The hip bridge is a simple and practical field assessment that can be used to monitor hip extension endurance, posterior-chain endurance and pelvic control. It is commonly used in fitness, sport, rehabilitation-adjacent exercise settings and performance monitoring because it is easy to set up, requires minimal equipment and can be repeated over time.

The double-leg version is less demanding and may be useful as an entry-level bridge endurance test. The single-leg version is more demanding and allows left-right comparison.

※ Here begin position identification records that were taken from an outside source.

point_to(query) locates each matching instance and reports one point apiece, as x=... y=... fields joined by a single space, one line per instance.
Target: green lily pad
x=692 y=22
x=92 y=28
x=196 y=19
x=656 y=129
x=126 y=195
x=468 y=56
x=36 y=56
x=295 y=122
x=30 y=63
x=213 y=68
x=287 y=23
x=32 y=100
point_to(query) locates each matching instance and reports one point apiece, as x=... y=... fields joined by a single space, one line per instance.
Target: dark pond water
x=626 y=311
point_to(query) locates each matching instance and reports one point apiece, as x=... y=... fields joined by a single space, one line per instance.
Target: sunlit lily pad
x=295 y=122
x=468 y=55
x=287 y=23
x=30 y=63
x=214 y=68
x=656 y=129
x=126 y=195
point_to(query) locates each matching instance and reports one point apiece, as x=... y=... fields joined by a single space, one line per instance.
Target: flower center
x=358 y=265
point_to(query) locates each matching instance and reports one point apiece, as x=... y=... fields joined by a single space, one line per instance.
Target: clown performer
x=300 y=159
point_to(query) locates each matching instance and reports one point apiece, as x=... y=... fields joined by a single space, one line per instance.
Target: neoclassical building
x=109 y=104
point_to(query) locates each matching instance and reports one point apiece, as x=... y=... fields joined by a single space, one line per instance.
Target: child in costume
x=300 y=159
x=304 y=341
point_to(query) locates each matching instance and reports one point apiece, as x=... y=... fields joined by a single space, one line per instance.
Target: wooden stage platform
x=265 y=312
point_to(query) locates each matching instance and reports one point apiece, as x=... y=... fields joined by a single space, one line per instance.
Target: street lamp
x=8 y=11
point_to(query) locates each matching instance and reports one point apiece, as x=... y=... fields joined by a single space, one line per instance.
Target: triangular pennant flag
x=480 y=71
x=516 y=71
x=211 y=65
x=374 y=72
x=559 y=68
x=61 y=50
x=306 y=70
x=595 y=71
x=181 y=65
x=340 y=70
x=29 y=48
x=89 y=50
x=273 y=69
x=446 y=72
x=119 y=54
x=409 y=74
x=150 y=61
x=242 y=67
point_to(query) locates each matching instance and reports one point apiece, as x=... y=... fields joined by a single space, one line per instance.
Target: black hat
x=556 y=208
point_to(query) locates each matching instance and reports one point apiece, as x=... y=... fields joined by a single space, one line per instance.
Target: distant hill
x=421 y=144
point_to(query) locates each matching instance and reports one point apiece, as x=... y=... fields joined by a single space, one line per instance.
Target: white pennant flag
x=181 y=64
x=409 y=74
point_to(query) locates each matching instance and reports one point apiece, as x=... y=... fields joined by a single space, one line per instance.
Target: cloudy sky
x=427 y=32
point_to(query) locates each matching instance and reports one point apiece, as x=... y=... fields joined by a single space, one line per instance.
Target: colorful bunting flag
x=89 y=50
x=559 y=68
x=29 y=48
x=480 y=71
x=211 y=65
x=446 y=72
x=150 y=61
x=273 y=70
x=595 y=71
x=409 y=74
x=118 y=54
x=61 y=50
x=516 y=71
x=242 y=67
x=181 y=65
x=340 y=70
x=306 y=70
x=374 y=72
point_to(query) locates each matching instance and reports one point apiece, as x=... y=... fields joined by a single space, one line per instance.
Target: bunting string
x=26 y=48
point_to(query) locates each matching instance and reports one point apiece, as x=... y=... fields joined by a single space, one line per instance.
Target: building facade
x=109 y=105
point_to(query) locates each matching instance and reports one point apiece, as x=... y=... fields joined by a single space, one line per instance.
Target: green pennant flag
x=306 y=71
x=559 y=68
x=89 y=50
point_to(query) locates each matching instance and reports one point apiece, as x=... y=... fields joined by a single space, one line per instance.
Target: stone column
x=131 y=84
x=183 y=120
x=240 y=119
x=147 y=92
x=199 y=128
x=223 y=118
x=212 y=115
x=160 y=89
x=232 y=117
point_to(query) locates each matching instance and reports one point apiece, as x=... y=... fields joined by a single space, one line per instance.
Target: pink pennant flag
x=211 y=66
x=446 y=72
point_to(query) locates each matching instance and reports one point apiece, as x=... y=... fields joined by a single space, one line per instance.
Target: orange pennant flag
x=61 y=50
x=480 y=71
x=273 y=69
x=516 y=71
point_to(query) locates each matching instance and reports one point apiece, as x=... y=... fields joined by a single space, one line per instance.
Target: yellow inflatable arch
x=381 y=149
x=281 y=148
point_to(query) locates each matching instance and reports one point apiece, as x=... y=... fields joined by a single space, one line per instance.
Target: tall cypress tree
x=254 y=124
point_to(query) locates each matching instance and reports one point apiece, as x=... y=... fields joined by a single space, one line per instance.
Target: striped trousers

The result should not be used alone to diagnose hip pain, low back pain, glute weakness, injury risk or readiness. It should be interpreted with symptoms, hip ROM, lower-limb strength, hamstring bridge testing, trunk endurance and functional movement.

Quick Summary

Test name: Hip Bridge Endurance Test
Common versions: Double-leg hip bridge, single-leg hip bridge, timed hold, repetition test
Category: Hip extension endurance / posterior-chain endurance / pelvic control
Primary score: Hold time in seconds or valid repetitions completed
Best use: Baseline testing, side-to-side comparison, retesting and progress tracking
Key limitation: Results are protocol dependent and should not be interpreted as isolated glute endurance

What Is This Assessment?

The Hip Bridge Endurance Test assesses the client’s ability to hold or repeatedly perform a bridge position while maintaining pelvis and trunk control.

Common versions include:

Double-leg hip bridge hold
Double-leg hip bridge repetitions
Single-leg hip bridge hold
Single-leg hip bridge repetitions
Elevated hip bridge
Loaded hip bridge if intentionally standardised

The exact setup must be recorded because foot position, knee angle, bridge height, tempo, side tested and stopping criteria all influence the score.

Why It Is Used

The Hip Bridge Endurance Test may be used to assess:

Hip extension endurance
Gluteal endurance contribution
Posterior-chain endurance
Pelvic control
Trunk and lumbopelvic control
Side-to-side differences in the single-leg version
Baseline and retest change
Symptom response during bridge loading
Progress after endurance or strength training blocks

It is most useful when combined with related findings such as hip range of motion, lower-limb strength, balance, hamstring bridge testing, hop testing and symptoms.

What It Measures

The primary score is either hold time in seconds or valid repetitions completed.

The result may reflect:

Hip extension endurance
Gluteal and posterior-chain contribution
Pelvis control
Trunk control
Side-to-side endurance difference
Fatigue tolerance
Pain or symptoms
Cramping
Familiarisation and motivation

It should not be described as an isolated glute test because hamstrings, trunk, pelvis and foot position can all influence performance.

Who It Is Useful For

The test may be useful for:

General fitness clients
Runners
Field and court sport clients
Gym and strength-training clients
Clients completing posterior-chain endurance monitoring
Professionals wanting a low-equipment baseline test
Professionals tracking side-to-side differences using a single-leg version
Clients progressing from basic bridge control to more demanding endurance tasks

It may not be appropriate if the client cannot tolerate the bridge position, experiences cramping immediately, has high pain irritability, cannot maintain safe pelvis control or cannot perform the test with consistent form.

Equipment Required

Mat or flat surface
Stopwatch or Measurz stopwatch
Measurz rep counter for repetition-based testing
Measurz metronome for cadence-controlled protocols
Optional bench, box or step for elevated variations
Optional Measurz AR measurement for foot distance, bench height or setup consistency
Optional inclinometer for pelvis or trunk position
Optional MAT tools such as Muscle Meter or Anker for related isometric hip extension testing
Measurz platform for side, hold time, reps, symptoms, cramping, compensation and retest comparison

For timed holds, use the Measurz stopwatch. For repetition-based versions, the Measurz rep counter and metronome can support consistent scoring and cadence.

Step-by-Step Protocol

Double-Leg Hip Bridge Hold

  1. The client lies supine with both feet on the floor.
  2. Record foot position, knee angle and arm position.
  3. Ask the client to lift the pelvis into a bridge position.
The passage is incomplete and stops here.